Alguns dizem que a preservação dos nossos recursos naturais precisa estar vinculada a um mecanismo financeiro. Outros acreditam que conservar tratar-se de uma obrigação moral.
Podemos refletir sobre tudo isso com base em uma história real.
A Ilha de Páscoa, com 18 km2 de terras áridas, pertence ao Chile e está isolada do resto do mundo. Está a 3.000 km de distância de qualquer outra civilização.          
Reconhecida por seus "Moais", gigantescas esculturas construídas com rochas vulcânicas, foi descoberta em 1772 em um domingo de páscoa.
A população, por volta do ano 1.000, era de pouco mais de 100 habitantes. Caracterizada por rica fauna e flora, possuía palmeiras com 25 metros de altura. Entre os séculos 11 e 14, a pujança da agricultura proporcionou um crescimento populacional extraordinário. Estima-se que a ilha chegou a abrigar 15 mil pessoas.
Este crescimento obrigou a abertura de novas áreas para agricultura. A madeira também era usada como combustível e estrutura para casas e barcos. Além da agricultura, consumia-se carne de golfinho, focas e 25 tipos de pássaros selvagens. O preparo dessa carne era feito com a queima da lenha retirada nas florestas.

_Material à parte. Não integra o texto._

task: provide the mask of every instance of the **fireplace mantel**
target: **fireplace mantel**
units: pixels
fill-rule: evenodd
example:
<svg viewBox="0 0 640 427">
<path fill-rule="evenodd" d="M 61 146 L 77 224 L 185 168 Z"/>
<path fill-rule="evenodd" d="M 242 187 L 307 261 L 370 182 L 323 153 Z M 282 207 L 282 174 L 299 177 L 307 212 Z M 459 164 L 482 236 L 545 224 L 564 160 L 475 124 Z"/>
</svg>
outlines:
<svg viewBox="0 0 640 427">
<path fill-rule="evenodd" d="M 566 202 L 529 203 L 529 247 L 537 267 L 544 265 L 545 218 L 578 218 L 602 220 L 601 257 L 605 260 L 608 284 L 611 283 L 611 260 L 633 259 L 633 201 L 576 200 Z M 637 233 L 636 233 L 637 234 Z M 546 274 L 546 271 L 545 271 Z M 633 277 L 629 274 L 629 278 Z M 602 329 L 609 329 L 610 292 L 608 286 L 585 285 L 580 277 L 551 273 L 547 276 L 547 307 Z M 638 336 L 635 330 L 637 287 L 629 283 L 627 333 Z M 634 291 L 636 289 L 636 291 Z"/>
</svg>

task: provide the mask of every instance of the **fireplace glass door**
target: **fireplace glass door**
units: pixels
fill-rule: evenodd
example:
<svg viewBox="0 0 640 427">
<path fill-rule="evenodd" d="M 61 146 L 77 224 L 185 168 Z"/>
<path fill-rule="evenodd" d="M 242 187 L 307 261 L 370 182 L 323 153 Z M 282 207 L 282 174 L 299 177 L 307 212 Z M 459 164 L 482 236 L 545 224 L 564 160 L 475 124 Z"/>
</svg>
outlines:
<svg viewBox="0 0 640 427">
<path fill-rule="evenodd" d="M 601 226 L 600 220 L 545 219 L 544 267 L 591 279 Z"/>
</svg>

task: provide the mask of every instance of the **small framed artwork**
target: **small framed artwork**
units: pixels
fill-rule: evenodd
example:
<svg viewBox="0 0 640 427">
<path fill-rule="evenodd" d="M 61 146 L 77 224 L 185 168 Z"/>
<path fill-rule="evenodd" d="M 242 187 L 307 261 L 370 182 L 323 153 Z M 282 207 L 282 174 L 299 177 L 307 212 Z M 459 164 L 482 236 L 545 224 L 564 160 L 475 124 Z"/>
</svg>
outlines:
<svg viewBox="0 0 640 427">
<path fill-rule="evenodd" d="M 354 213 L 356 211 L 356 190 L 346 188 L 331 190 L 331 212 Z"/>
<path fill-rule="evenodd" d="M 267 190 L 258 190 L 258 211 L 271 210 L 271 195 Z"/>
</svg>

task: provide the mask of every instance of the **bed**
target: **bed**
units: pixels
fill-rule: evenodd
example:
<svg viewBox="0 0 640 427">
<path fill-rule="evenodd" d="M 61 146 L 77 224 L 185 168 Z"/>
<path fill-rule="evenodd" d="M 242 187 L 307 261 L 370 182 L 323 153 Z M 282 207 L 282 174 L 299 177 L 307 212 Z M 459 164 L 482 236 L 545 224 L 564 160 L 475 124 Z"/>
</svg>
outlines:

A obsessão pelos ‘Moais’ também ampliava os desmatamentos, pois era necessária a madeira para transportá-los. Os primeiros ‘Moais’, que teriam sido feitos por volta do ano 1.100, tinham entre 2 e 3 metros de altura. O maior que foi esculpido, cerca de 300 anos depois, tem 10 metros e pesa 82 toneladas. Alguns dizem que serviam para demonstrar poder e “Status”.
Uma pausa. Afinal, qual o significado de “Status”? A definição mais inusitada que ouvi para ‘Status’ foi: “possuir algo que você não precisa para mostrar aquilo que você não é a alguém que não se importa com você”.
Voltando à Nossa Ilha[1]. O solo ficou exposto ao sol, ao vento e à chuva, causando erosão. Devido à consequente desertificação, muitos vilarejos tornaram-se inabitáveis. Com a destruição dos solos férteis, a Ilha passou por drásticos períodos de fome. Tensões sociais extremas causaram conflitos e guerras. A população da ilha, que teria chegado a 15 mil pessoas, começou a diminuir.
Esse processo de decadência ocorreu entre os séculos 16 e 17 - antes da chegada dos europeus. Estes trouxeram consigo epidemias e escravidão aos habitantes da Ilha, que no fim do século 19 contava com pouco mais de 100 pessoas. Basicamente o mesmo número que teria aportado por lá 1.000 anos antes e fundado a sociedade ‘rapanui’, como era chamada.
O geógrafo Jared Diamond, autor de matérias e livros sobre o assunto, batizou a tragédia de "ecocídio“. Ao devastar os recursos naturais da ilha, os ‘rapanuis’ teriam provocado tamanho desequilíbrio ecológico que resultou no fim de um ecossistema.
Infelizmente, não existia uma ilha vizinha que pudesse oferecer dinheiro em troca de conservação.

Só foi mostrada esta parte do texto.